SHOULD HEALTH WORKERS BE FROM THE VILLAGE OR
COMMUNITY WHERE THEY WORK?
Many health programs, large and small, agree that it is important for health workers
to be selected from the communities where they will work. But their reasons differ:
TWO EXPLANATIONS FOR WHY IT IS BETTER THAT HEALTH
WORKERS BE FROM THE COMMUNITIES WHERE THEY WORK
The ‘expert’ with little
community experience:
Persons living and working
in the community:
Theory has it that community health
work is easier for the local person than for
an outsider, because people know and trust
him. And he knows the community.
Experience shows that at first it is often
harder for the local person. But in time,
health workers from the community can do
more to help build people’s self-confidence
and self-reliance.
There is an old saying: No one is a prophet in his own land. A villager complains,
“What does Mary, the health worker, know? I remember her as a skinny little girl!”
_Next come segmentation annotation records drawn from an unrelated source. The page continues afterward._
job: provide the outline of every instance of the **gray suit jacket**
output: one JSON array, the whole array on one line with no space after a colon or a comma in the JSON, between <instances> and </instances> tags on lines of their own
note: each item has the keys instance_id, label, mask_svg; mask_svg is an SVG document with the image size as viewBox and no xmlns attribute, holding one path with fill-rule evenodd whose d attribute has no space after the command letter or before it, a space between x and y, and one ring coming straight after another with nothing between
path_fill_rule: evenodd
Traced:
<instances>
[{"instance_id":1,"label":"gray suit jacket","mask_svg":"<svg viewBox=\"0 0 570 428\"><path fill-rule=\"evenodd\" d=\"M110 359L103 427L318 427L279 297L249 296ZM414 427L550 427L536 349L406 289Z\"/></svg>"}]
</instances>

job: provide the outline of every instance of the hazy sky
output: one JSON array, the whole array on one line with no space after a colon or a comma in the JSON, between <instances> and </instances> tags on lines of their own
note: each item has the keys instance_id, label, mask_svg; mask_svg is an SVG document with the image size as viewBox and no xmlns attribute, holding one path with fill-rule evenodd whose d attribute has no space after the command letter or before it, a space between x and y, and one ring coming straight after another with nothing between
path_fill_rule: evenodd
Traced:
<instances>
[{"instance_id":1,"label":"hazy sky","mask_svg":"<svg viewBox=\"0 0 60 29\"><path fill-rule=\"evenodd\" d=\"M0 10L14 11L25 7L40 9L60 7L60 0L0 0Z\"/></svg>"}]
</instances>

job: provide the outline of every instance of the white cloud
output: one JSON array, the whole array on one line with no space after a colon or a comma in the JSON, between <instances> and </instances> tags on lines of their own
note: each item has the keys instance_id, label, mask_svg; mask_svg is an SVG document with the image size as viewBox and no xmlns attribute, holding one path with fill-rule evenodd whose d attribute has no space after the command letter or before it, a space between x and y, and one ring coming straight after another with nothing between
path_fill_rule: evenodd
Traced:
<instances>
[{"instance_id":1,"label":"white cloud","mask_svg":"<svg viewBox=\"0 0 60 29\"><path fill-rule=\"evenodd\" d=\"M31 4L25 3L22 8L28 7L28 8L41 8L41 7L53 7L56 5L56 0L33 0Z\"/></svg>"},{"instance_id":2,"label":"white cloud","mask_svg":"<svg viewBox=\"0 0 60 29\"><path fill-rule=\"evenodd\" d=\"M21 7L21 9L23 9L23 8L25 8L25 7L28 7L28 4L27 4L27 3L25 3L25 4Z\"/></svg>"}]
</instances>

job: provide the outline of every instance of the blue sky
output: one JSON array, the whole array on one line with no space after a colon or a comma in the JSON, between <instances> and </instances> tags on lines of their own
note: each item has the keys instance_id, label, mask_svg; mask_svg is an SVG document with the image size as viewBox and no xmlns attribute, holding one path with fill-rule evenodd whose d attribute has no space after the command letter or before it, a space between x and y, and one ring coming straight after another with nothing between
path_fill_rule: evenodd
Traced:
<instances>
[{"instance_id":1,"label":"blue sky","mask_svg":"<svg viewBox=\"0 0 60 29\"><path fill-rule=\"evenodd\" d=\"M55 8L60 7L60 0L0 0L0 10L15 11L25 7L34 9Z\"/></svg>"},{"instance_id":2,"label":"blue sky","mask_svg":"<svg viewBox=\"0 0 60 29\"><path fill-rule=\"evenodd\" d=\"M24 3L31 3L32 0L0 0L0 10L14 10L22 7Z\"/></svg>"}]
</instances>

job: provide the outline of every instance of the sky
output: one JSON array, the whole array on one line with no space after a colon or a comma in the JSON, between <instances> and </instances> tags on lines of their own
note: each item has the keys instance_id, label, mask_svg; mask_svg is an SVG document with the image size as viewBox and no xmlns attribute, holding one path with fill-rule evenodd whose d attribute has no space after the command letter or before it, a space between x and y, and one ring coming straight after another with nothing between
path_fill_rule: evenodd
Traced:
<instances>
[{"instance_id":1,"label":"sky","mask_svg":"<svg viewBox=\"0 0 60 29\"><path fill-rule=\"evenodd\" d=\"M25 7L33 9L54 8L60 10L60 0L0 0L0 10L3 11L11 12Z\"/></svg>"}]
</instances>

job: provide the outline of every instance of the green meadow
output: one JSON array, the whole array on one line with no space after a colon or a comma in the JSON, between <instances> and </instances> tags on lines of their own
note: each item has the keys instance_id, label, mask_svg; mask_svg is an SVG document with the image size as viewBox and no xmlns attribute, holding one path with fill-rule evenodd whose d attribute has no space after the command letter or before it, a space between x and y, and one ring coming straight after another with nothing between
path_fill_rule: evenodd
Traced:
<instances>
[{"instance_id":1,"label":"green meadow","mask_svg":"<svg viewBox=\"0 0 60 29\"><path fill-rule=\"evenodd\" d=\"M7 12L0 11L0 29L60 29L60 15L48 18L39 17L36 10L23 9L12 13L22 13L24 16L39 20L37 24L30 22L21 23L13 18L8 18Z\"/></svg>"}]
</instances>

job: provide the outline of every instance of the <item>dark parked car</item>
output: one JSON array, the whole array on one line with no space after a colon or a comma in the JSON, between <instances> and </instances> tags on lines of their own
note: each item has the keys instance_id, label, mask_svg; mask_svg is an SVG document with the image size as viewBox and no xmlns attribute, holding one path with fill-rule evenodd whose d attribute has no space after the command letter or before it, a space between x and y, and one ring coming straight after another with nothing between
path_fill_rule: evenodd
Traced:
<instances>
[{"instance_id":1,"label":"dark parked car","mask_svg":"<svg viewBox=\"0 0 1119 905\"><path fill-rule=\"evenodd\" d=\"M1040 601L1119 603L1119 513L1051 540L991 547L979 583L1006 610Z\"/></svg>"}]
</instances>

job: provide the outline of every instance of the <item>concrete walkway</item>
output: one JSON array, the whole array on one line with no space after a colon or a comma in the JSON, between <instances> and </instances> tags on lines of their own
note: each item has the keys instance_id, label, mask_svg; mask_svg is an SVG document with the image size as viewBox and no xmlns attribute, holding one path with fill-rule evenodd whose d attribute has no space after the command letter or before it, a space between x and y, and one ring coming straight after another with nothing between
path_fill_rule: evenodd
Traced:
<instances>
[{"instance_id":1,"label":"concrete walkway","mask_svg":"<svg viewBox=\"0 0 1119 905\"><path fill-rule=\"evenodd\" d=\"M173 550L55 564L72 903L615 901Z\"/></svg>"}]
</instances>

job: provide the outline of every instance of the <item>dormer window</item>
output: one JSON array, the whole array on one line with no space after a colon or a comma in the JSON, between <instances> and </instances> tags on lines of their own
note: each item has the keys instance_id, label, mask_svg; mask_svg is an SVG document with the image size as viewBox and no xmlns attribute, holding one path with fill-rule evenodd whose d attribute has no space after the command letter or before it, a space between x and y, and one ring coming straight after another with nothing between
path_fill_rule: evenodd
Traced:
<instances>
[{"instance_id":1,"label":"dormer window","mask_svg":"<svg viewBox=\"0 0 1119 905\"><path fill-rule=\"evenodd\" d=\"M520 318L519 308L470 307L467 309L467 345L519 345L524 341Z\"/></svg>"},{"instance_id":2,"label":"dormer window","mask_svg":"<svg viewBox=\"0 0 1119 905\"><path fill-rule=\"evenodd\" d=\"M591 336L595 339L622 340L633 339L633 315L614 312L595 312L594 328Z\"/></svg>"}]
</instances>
Such distrust in their own health worker reflects people’s lack of confidence in
themselves: “How could one of us understand new ideas or master new skills?” This
lack of self-confidence is especially great when it comes to health care. Most people
believe that modern medicine requires mysterious knowledge that only “strangers
better than ourselves” can master.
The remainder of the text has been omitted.